The origins of the classic Kiwi onion dip and some modern dips to dazzle at a party
Rosemary Dempsey deserves national treasure status. You may not know the name but if you’ve lived in New Zealand for any length of time, you will surely have come across her claim to fame. For Rosemary is the inventor of the classic Kiwi onion dip.
The home economist first came up with this now-iconic dip in the early 1960s, when working for Nestlé. She was charged with creating a recipe to tap into the emerging trend for dips at the time. So Rosemary mixed a tin of Nestlé reduced cream with the contents of one packet of Maggi onion soup mix and, voila, an iconic Kiwi culinary wonder was born.

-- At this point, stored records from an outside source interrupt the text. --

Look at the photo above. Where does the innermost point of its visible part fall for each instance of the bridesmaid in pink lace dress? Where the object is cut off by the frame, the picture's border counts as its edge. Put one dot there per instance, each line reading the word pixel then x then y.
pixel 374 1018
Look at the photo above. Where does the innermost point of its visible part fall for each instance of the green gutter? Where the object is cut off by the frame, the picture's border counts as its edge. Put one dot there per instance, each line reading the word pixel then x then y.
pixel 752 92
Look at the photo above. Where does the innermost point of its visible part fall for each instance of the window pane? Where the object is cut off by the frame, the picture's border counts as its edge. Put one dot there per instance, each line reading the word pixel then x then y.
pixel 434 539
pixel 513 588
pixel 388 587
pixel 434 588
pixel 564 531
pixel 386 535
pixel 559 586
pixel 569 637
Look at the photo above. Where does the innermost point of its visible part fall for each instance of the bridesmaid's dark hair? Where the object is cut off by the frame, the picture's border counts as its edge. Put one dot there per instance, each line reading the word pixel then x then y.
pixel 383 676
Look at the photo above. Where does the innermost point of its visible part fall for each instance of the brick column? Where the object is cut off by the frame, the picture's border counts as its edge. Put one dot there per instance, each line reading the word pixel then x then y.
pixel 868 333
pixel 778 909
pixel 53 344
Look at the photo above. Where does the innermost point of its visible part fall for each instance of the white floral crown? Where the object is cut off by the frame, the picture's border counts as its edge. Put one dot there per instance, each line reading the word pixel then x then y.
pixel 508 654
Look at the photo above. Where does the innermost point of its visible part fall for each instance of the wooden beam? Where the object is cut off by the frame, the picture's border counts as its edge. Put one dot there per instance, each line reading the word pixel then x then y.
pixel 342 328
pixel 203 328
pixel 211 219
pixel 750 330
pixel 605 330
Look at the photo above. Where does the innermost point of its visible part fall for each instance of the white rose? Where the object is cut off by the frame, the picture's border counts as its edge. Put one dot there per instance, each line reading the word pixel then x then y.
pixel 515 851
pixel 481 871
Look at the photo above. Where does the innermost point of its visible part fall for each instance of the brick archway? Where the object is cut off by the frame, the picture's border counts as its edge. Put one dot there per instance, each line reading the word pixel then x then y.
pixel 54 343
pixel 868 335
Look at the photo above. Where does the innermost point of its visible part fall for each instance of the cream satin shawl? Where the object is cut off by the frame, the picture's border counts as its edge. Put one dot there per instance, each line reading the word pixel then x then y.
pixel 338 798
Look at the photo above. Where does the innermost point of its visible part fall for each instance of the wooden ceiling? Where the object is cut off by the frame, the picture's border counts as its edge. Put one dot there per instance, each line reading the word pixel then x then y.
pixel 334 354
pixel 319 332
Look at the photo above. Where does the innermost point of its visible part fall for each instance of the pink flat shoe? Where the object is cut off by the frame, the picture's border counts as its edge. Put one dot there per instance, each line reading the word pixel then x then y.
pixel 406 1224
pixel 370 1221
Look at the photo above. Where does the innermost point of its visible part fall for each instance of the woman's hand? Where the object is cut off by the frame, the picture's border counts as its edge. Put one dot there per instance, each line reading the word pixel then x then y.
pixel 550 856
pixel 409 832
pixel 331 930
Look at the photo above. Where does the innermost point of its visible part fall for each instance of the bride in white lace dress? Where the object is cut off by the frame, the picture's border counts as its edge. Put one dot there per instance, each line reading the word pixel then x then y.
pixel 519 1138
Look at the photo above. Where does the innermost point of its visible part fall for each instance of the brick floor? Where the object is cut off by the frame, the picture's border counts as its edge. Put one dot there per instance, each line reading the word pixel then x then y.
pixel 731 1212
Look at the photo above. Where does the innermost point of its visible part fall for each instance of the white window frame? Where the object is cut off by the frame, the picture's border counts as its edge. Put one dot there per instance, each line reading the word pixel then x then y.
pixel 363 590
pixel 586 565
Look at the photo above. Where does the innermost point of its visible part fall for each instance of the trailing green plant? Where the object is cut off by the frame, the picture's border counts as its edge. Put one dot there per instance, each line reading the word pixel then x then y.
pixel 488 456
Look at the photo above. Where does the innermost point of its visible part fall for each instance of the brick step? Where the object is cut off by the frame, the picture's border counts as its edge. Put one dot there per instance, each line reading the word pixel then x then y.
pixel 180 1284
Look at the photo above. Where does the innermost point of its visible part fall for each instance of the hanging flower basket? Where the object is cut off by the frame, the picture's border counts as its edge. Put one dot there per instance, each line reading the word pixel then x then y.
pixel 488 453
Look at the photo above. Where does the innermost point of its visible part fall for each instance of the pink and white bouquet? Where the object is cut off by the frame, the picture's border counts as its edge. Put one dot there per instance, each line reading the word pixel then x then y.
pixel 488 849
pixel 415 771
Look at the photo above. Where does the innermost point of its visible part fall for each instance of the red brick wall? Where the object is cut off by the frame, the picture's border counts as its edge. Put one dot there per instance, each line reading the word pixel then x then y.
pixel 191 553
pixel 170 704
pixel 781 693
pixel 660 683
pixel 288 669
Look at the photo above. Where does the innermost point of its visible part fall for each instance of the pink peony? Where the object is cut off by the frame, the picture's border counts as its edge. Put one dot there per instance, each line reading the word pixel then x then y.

These days, the dip has evolved to, more often than not, include vinegar or lemon juice in the mix. We’ve also come across versions that switch up the souring agent to malt or balsamic vinegar to add a little extra flavour. There are those who mix through fried shallots and we’ve also come across a version that included mashed tinned tuna. Sour cream or cream cheese are also added sometimes for a less strong flavour hit.
You could also try experimenting with soup flavours, with some swearing by a French Onion soup mix as a superior version. Pumpkin, mushroom and tomato soup mixes have found their way into variations. But purists always return to the good old Maggi Onion to evoke that classic flavour.